0

i am working on a simple linear regression model for practicing in order to learn machine learning . my model runs correctly however it get a bad score which means it is a bad model so any advice for better model will be appreciated . and here is my model

import matplotlib.pyplot as plt
import numpy as np
import pandas as pd
from sklearn.linear_model import LinearRegression
from sklearn.metrics import r2_score

########## reading training set ##########

data = pd.read_csv("train.csv", delimiter=",", header=0)
x = data[['Col1', 'Col2']]
y = data['Expected']

########## building model ##########

reg = LinearRegression()
reg.fit(x, y)

########## reading test making predictions ##########

data_test = pd.read_csv("test.csv",delimiter=",", header=0)
x_test = data_test[['Col1', 'Col2']]
prediction = reg.predict(x_test)
np.savetxt("prediction.txt",prediction,delimiter=',')
Halawa
  • 1,171
  • 2
  • 9
  • 19
  • Two things: 1) just printing the code you use to process de Linear Regression isn't useful. A sample of the dataset you're analysing would help more than a code snippet similar to every snippet in `scikit-learn` docs. And 2) you should also ask this on [Cross Validated](http://stats.stackexchange.com/), a StackOverflow spin-off for Machine Learning and Data Analysis. – lsdr Apr 24 '15 at 17:01
  • i use train.csv file contains 3 columns the input "Col1" , "Col2" and the output "Expected" , i think they are random values or something like that and they do not represent anything however i can upload them if this will make you give me a good advice :D – Halawa Apr 24 '15 at 17:26
  • 2
    Since you have just 2 features, why not visualize your data (in 3D, apparently) to see if it has a linear shape? – Artem Sobolev Apr 25 '15 at 11:13
  • how to do that how to visualize my data excuse me i am new to python ? – Halawa Apr 25 '15 at 20:40
  • You could simple use Excel or any spreadsheet to plot a 2D graph and visualize it to see if it has any correlation. – lsdr Apr 27 '15 at 15:15
  • But, since you're playing with Python, check this answer here in StackOverflow: http://stackoverflow.com/questions/6323737/make-a-2d-pixel-plot-with-matplotlib or the plotting example of Pandas: http://pandas.pydata.org/pandas-docs/stable/visualization.html – lsdr Apr 27 '15 at 15:15

1 Answers1

1

It may be not that linear regression is a bad model but that your variables are not properly transformed to avoid regression issues. In many circumstances also non linearity is due to artifacts within the data and not to the wrong use of a linear regression model for the variables used.

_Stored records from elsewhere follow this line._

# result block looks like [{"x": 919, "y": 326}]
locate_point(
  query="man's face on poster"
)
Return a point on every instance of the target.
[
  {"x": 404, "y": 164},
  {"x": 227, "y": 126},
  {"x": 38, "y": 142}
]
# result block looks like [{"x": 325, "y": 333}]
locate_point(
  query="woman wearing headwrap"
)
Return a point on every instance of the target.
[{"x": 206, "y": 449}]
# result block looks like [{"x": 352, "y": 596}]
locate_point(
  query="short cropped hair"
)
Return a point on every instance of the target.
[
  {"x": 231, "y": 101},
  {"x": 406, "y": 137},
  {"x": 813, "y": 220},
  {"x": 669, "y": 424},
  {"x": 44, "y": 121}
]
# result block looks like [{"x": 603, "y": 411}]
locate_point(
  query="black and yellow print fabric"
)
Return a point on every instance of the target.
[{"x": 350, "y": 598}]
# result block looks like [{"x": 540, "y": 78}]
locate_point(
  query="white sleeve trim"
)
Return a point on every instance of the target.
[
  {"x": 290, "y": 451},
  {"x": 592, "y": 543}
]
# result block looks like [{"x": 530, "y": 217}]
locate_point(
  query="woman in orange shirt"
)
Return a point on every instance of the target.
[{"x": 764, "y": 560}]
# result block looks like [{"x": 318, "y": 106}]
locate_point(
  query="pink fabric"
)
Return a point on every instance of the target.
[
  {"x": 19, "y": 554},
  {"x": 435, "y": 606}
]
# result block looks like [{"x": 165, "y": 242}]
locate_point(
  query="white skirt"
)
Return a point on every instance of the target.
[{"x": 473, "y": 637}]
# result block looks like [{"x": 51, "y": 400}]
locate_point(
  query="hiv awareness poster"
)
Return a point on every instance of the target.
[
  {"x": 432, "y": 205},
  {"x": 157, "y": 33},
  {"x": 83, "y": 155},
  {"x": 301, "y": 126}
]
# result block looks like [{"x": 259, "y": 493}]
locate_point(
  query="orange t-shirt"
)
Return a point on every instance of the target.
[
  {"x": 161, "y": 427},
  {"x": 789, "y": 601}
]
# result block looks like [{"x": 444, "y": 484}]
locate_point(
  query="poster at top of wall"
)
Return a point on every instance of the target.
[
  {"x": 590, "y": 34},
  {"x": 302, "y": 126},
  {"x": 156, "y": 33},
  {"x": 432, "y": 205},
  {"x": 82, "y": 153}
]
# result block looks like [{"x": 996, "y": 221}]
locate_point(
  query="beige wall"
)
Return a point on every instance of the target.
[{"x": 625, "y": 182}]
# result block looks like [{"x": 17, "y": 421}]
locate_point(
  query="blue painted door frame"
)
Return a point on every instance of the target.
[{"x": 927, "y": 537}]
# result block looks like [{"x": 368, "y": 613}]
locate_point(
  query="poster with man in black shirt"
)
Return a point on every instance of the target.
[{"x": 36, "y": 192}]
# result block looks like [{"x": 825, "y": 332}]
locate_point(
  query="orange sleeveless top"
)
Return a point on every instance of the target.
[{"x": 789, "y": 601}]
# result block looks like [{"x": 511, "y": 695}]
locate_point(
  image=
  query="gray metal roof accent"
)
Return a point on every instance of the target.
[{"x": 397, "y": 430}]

Are you pre-procesing the variables (all) so they are all weak sense stationary (WSS) stationary, Are the variables all expresed in the same terms (for example percentage change). Have you check for homocedasticity and serial correlation in the results of the regression. Is your data balanced or unbalanced (positive to negative elements). Have you check your data for normality and if not applied a proper transformation (box cox or other). If the data you are using in regression has any or a combination of this issues your results may not be valid. Please run tests for all the mentioned issues, so you are sure you provide to the regression variables in the adequate form so results are interpretable and valid.

Also what measures of error you are using RMSE or R2 other, each measure has its own issues. Is the training sample statistically significant to provide statistical validity.

I would look at this first as is usually the root of may problems when using regression prior to being sure that linear regression is not the adequate implementation model.

Barnaby
  • 1,472
  • 4
  • 20
  • 34